Israel recebeu ajuda dos Estados Unidos, Grã-Bretanha e França. Autoridades americanas disseram que caças dos EUA abateram mais de 70 drones explosivos no ataque, enquanto dois navios de guerra da Marinha no Mediterrâneo oriental destruíram quatro a seis mísseis, e uma bateria Patriot do Exército no Iraque derrubou pelo menos um míssil que passou por cima. Os mais de 300 drones e mísseis lançados pelo Irã estavam no nível mais alto do que os analistas dos EUA esperavam, disse uma autoridade.
A Jordânia, um crítico do esforço de guerra de Israel em Gaza, disse que os seus militares abateram aeronaves e mísseis que entraram no seu espaço aéreo durante o ataque.
O general Kenneth F. McKenzie Jr., líder aposentado do Comando Central, disse ao programa “Face the Nation” da CBS no domingo que Israel mostrou que poderia defender seu espaço aéreo, cidades e povo.
“Portanto, acho que Israel esta manhã está muito mais forte do que ontem”, disse ele.
Superficialmente, isso sugeriria que o Irão saiu mais fraco e mostraria que ainda tinha um longo caminho a percorrer antes de poder concretizar os frequentes apelos dos seus líderes à destruição de Israel.
Mas analistas militares e autoridades de defesa alertaram sobre a necessidade de tirar conclusões firmes sobre a capacidade militar iraniana a partir da exibição de sábado à noite.
O Irão demonstrou que as armas disparadas do seu território podem chegar a Israel e, para um inimigo com ambições nucleares demonstradas, essa capacidade deveria preocupar os estrategas militares israelitas, disse o general Votel, que liderou o Comando Central de 2016 a 2019, numa entrevista.
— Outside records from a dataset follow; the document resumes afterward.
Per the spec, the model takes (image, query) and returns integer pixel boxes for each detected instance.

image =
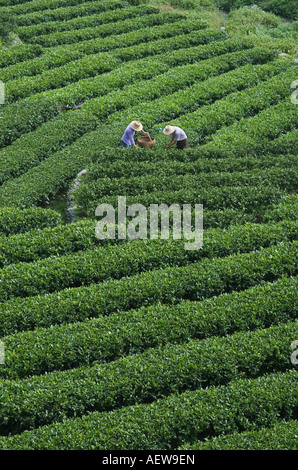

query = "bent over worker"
[121,121,149,148]
[163,126,188,150]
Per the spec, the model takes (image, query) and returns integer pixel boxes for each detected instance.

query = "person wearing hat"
[163,126,188,150]
[121,121,149,148]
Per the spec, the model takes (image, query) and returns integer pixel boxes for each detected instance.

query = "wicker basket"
[138,136,156,148]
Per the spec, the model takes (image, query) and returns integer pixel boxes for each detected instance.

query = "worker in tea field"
[163,126,188,150]
[121,121,149,148]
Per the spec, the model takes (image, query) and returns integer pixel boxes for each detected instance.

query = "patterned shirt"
[172,126,187,142]
[121,124,136,145]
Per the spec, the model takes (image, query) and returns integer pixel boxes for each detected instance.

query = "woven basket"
[138,136,156,148]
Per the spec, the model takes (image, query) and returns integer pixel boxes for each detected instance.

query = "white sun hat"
[163,126,175,135]
[130,121,143,131]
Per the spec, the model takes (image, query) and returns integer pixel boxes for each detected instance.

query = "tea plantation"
[0,0,298,450]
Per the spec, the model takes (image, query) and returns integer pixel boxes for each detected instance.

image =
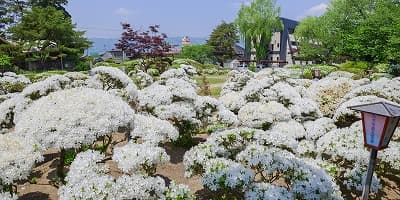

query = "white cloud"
[232,0,251,9]
[297,3,328,20]
[114,8,133,17]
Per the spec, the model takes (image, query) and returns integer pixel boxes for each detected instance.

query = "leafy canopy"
[235,0,283,61]
[115,23,171,73]
[10,6,90,65]
[180,45,214,64]
[207,21,239,64]
[296,0,400,63]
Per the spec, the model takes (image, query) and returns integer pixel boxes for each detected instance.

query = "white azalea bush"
[137,65,238,146]
[58,148,194,200]
[130,114,179,145]
[238,101,291,130]
[91,66,138,103]
[0,72,31,95]
[0,133,43,189]
[344,165,382,193]
[201,158,254,191]
[14,88,135,150]
[0,65,400,199]
[112,143,169,175]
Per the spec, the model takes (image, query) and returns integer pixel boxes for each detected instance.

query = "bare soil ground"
[17,134,400,200]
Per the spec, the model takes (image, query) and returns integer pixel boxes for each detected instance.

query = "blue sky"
[67,0,329,38]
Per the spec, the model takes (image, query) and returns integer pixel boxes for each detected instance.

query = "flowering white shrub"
[58,150,193,200]
[245,183,295,200]
[154,102,200,124]
[236,145,296,178]
[221,70,254,95]
[217,109,239,126]
[290,159,343,200]
[309,77,358,116]
[343,165,382,193]
[183,128,265,177]
[255,131,298,151]
[255,68,292,82]
[138,83,172,111]
[288,98,322,121]
[238,101,291,130]
[0,72,31,95]
[0,192,18,200]
[15,88,134,149]
[165,181,196,200]
[286,78,313,88]
[58,150,115,200]
[294,140,317,156]
[333,95,393,124]
[317,121,369,164]
[303,117,336,141]
[240,77,278,102]
[112,143,169,175]
[0,95,31,128]
[160,68,195,84]
[64,72,89,81]
[131,115,179,145]
[271,82,301,107]
[237,145,340,199]
[91,66,138,102]
[130,70,154,89]
[271,120,306,139]
[195,96,238,126]
[342,78,400,104]
[165,78,197,102]
[201,158,254,191]
[21,75,71,100]
[219,92,246,113]
[0,133,43,184]
[327,71,355,79]
[114,174,168,200]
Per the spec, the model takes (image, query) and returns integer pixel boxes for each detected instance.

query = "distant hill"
[89,37,207,55]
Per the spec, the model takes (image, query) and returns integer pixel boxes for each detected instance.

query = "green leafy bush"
[147,68,160,76]
[304,65,337,79]
[387,64,400,76]
[339,61,371,72]
[372,63,389,73]
[0,54,12,71]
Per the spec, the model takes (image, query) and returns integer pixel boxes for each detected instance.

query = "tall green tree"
[235,0,283,61]
[0,0,27,37]
[207,21,239,65]
[180,44,215,64]
[295,16,335,63]
[296,0,400,63]
[28,0,71,17]
[10,6,90,67]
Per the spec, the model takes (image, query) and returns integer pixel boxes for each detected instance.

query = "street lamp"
[349,102,400,200]
[313,68,321,79]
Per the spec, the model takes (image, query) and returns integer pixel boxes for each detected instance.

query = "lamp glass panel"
[382,117,400,147]
[363,113,386,147]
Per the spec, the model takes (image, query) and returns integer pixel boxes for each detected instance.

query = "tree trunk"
[57,149,67,181]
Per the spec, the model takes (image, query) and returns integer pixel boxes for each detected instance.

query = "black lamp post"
[349,102,400,200]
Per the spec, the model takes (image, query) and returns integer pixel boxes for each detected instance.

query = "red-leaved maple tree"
[115,23,171,72]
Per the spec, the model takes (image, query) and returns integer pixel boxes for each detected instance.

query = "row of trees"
[177,0,283,64]
[295,0,400,63]
[0,0,91,70]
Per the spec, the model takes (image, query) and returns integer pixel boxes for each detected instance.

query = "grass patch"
[195,74,227,97]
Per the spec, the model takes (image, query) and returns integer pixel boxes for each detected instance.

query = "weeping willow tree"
[235,0,283,61]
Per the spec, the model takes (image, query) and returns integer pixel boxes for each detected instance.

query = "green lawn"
[195,74,227,97]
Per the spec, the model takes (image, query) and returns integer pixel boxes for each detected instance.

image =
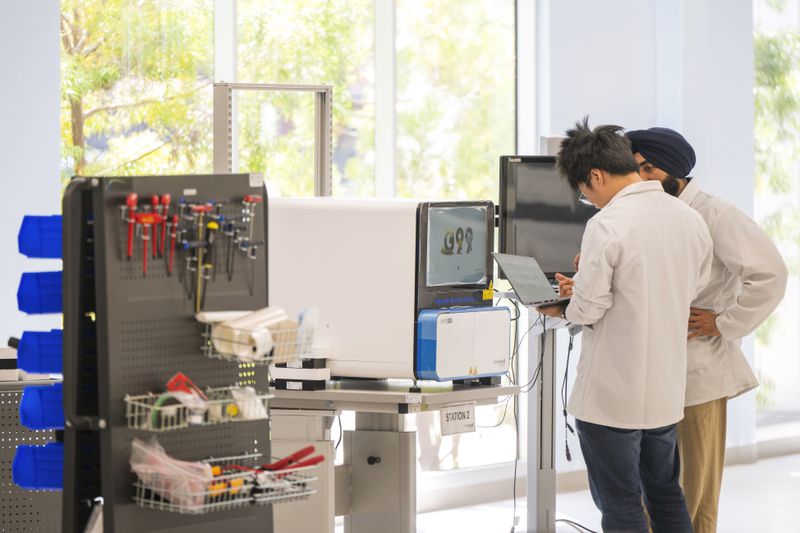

“Eles podem lançar mísseis que podem atingir Israel, mesmo que tenham sido abatidos fora do espaço aéreo israelense”, disse o general Votel. “É preocupante, especialmente para um país que busca a capacidade de possuir armas nucleares.”
Afshon Ostovar, especialista em forças armadas do Irão na Escola Naval de Pós-Graduação em Monterey, Califórnia, disse que o Irão demonstrou uma grande parte da sua capacidade militar, mas não toda.
Muitos dos drones do Irão eram “kamikazes” Shahed-136, o mesmo tipo que a Rússia está a utilizar na Ucrânia. Eles são lentos e voam baixo, disse ele.
Fabian Hinz, especialista em forças armadas do Irã no Instituto Internacional de Estudos Estratégicos de Berlim, examinou imagens de drones e lançamentos de mísseis publicadas por meios de comunicação afiliados à Guarda Revolucionária do Irã, bem como fotos de destroços publicadas por Israel, para determinar os tipos de armas que o Irão utilizou no ataque. O senhor Ostovar analisou o ataque do ponto de vista estratégico, levando em consideração as armas utilizadas.
O Irã lançou dois tipos de mísseis balísticos e de cruzeiro de longo alcance, ambos desenvolvidos pela unidade aeroespacial da Guarda, disseram ambos os analistas.
O míssil de cruzeiro, chamado Paveh, tem um alcance de cerca de 1.650 quilômetros, ou cerca de 1.600 milhas. É o mesmo tipo de míssil que o Irão forneceu ao grupo de milícias Houthi no Iémen e a grupos militantes xiitas no Iraque. Os mísseis balísticos, disseram, são chamados Emad e têm alcance semelhante.
O Irã também utilizou o míssil balístico Kheibar Shekan, um dos mais novos e avançados. O míssil guiado com precisão tem um alcance de 1.450 quilômetros, ou cerca de 900 milhas. Oficiais militares iranianos disseram que sua ogiva pode escapar dos sistemas de defesa antimísseis.
“A combinação de armas é o que seria de esperar num ataque substancial contra Israel”, disse Hinz. “Eles basicamente usaram seu sistema sofisticado para conduzir esses ataques. Lançar mais de 100 mísseis balísticos durante um curto período de tempo é algo e tanto, e fazer um ataque combinado com tantas armas diferentes é realmente o nível superior de ações potenciais que eles poderiam realizar.”